Ours is a world of proliferating “ologies”. ‘Aetiology’, ‘cognitology’, and ‘onomasiology’ are a few new ones for me. Recently two ‘ologies’ appeared linked in a sentence I read that now unsettles my memory: “Technology defines ontology”.
The word ‘technology’ is well understood; not so with ‘ontology’. The latter is the study of the nature of being, basically ‘what is life’. Perhaps without realizing it heirs to the Judeo-Christian heritage have mastered ontology in their own right, believing as they do in the existence of God, the unity of Truth and natural law. For them being and its nature are irrevocably defined in those first lines of Genesis. To suggest then that technology can redefine being borders on anathema.
Anathema or not, such a suggestion is understandable. One has only to consider how technology determines – and therefore defines – the way we live. In medicine, agriculture, teaching, manufacturing, communications, it facilitates and effectively decides how we do things. It’s easy to see how those who do not believe in a Supreme Being and whose lives are void of transcendent purpose might come to regard technology as the ultimate power. Can’t technology claim its own purpose, its own raison d’etre? This thought is particularly chilling when one considers that artificial intelligence can be developed to the point where without human input technology can engender its own offspring.

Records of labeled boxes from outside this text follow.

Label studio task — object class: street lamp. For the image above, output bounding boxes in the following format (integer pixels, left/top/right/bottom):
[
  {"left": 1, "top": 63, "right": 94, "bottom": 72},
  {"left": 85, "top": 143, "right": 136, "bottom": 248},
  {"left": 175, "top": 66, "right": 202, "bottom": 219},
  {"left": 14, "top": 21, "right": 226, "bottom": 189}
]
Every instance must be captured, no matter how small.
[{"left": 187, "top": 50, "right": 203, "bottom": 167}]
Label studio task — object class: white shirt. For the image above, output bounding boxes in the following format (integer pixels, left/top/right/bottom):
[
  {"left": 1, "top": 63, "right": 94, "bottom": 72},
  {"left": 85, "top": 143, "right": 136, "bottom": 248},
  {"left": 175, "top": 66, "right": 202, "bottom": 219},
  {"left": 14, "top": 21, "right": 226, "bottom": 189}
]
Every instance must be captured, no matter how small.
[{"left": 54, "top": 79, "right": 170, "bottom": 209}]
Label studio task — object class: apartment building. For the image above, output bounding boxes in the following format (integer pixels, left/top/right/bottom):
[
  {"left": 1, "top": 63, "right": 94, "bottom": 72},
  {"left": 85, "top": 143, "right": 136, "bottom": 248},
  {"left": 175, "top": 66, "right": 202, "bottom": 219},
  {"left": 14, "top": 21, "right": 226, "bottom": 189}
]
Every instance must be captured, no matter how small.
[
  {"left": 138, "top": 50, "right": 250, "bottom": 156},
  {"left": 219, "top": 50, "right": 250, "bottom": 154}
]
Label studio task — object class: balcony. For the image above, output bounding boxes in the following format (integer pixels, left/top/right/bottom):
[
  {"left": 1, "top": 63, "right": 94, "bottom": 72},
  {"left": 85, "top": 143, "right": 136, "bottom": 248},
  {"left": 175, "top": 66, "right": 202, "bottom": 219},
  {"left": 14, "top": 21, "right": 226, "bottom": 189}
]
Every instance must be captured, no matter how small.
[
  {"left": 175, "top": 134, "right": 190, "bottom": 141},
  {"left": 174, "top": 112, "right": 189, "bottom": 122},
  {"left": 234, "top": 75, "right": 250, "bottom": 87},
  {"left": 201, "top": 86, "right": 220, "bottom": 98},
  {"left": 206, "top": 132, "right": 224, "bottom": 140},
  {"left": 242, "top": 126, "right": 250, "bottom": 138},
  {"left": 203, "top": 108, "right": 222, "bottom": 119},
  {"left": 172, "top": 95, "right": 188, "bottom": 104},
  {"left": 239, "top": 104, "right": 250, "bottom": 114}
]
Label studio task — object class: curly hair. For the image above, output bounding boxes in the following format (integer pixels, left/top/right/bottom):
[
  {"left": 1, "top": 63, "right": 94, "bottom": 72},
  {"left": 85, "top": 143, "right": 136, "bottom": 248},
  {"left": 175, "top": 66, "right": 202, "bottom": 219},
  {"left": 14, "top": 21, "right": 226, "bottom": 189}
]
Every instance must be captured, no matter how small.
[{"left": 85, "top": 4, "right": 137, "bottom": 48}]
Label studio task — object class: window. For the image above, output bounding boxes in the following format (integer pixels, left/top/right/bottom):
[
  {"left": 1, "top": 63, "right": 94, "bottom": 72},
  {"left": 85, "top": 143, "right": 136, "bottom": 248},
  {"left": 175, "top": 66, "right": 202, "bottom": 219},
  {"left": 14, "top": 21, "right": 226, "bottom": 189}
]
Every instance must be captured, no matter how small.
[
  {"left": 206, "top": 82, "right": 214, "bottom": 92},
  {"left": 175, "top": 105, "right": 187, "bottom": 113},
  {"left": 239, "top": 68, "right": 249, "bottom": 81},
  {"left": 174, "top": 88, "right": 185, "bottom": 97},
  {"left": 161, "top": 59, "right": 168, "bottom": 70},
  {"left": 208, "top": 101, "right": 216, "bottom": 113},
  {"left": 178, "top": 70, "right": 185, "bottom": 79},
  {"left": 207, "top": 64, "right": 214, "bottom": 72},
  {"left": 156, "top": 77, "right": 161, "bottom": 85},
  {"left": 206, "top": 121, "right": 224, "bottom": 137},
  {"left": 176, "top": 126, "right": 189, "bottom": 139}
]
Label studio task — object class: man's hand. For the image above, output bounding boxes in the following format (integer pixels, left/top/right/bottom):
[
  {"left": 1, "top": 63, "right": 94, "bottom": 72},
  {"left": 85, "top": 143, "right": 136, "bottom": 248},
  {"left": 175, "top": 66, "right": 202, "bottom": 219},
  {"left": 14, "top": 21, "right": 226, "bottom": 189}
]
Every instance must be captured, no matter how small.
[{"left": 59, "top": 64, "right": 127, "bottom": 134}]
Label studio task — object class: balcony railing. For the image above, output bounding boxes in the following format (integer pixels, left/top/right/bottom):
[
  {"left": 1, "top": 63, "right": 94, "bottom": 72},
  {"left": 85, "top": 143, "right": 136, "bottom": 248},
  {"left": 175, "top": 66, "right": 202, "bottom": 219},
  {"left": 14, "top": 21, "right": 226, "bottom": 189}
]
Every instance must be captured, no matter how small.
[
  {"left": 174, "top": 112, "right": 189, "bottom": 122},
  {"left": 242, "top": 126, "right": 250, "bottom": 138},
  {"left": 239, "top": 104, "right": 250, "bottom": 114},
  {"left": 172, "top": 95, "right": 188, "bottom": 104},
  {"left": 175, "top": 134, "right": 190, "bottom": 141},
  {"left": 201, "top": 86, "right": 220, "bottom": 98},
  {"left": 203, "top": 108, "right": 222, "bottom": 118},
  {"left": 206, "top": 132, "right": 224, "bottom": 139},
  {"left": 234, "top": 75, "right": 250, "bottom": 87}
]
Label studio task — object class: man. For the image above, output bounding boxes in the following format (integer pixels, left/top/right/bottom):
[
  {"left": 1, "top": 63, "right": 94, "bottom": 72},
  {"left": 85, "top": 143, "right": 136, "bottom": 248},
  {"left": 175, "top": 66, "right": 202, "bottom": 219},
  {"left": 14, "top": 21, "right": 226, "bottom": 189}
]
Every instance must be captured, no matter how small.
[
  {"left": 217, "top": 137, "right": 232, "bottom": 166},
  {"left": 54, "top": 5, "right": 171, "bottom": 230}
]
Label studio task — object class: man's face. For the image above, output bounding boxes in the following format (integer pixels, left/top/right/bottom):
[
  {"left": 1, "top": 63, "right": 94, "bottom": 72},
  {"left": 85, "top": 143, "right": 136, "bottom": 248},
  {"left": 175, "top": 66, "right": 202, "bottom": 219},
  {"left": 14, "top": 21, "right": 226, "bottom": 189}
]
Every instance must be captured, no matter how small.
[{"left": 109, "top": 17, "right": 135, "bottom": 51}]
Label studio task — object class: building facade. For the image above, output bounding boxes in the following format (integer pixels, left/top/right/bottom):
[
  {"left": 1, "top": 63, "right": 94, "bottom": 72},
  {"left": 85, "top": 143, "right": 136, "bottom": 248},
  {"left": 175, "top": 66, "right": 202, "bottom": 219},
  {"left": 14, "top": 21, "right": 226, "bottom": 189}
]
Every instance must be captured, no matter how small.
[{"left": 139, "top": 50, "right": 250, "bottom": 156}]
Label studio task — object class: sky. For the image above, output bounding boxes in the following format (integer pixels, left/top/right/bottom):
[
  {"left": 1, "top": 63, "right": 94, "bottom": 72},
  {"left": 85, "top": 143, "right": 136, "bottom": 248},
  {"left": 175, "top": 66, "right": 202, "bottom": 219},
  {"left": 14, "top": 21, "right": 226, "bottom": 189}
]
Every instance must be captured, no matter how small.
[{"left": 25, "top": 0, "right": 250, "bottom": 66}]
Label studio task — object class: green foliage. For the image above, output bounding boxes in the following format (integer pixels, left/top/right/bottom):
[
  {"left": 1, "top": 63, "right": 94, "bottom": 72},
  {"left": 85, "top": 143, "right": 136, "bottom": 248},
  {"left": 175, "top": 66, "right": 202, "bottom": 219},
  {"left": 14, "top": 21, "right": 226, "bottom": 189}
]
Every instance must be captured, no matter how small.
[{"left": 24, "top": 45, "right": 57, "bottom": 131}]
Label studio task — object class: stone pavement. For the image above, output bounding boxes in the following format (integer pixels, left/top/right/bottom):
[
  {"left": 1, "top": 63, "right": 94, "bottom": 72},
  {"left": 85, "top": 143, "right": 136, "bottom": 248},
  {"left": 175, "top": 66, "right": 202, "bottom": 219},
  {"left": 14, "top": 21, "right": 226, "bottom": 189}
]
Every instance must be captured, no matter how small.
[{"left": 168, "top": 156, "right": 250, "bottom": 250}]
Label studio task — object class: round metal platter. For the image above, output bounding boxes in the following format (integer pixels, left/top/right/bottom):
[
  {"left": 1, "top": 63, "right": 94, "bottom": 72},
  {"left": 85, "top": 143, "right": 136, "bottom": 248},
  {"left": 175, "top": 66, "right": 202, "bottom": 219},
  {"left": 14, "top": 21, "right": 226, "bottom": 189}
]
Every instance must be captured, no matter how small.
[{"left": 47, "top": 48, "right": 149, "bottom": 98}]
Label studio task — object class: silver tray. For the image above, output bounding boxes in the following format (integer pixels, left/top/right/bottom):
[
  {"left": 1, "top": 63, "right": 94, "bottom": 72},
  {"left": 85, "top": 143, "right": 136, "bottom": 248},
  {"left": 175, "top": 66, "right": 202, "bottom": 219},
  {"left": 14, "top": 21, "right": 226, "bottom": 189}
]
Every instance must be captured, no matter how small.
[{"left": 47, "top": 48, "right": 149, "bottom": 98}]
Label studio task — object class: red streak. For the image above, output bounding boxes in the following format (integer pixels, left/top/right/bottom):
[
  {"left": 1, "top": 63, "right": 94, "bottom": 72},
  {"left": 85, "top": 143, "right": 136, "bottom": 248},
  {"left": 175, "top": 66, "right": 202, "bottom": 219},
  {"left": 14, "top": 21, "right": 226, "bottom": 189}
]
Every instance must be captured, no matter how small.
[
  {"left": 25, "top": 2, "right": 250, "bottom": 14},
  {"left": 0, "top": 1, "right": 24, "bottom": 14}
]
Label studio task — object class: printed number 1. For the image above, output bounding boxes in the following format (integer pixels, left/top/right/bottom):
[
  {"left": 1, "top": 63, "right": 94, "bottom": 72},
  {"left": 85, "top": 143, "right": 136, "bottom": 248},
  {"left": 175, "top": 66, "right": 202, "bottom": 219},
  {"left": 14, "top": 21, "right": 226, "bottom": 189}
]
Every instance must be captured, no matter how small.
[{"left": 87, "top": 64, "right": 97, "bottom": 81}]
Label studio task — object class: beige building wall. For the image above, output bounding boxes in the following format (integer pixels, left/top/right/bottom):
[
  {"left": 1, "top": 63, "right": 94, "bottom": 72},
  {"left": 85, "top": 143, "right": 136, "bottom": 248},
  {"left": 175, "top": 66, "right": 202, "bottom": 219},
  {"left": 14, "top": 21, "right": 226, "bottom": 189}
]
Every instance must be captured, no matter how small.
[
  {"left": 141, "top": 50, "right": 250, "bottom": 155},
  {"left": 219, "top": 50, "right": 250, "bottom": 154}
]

Technology may accommodate the world’s path forward, but it doesn’t determine the destination. This noble endeavor is the domain of the human spirit, a spirit which – as Genesis immortalizes – was breathed into us and is guided by God. Two diverging mindsets have arisen in the beginning of this third millennium. While, ironically, both claim freedom as their cause. For one it is ‘freedom for’ and for the other ‘freedom from’. The first is where we exploit technology to liberate us from restraints that frustrate our fuller human development. The second is where we allow technology to remove these restraints so that we might abandon the path to fuller development. The former leads to real freedom, the latter to compliant servitude.
Readers may wonder what prompts this ontological reflection. Last week the trustees of the National Catholic Community Foundation approved a request for a significant distribution to the African Sisters Education Collaborative (ASEC). ASEC was established in 1999 by four Catholic universities in Pennsylvania. and their religious congregations: the Sisters of Saint Joseph of Philadelphia; the Sisters, Servants of the Immaculate Heart of Mary of Scranton; the Sisters of Saint Francis of Philadelphia; and the Society of the Holy Child Jesus. ASEC’s mission is to support the service of religious sisters in Africa by providing them educational and technological training.
There are an estimate of 40,000 Catholic nuns in Sub-Sahara Africa and the majority lack higher education credentials. In spite of this, as ASEC’s website states, these highly trusted women continue to address many of the serious development challenges in Africa today. “From improvements in healthcare, education and infrastructure to increasing access to clean water and sanitation and reducing poverty, African nuns are affecting change on the local, regional and even national levels.” Now in ten African countries ASEC uses computer labs and other technology to provide these nuns with access to education and professional training.
Africa! That continent once called dark now through the enlightened inspiration of nuns in Pennsylvania illuminates ontology’s defining power over technology.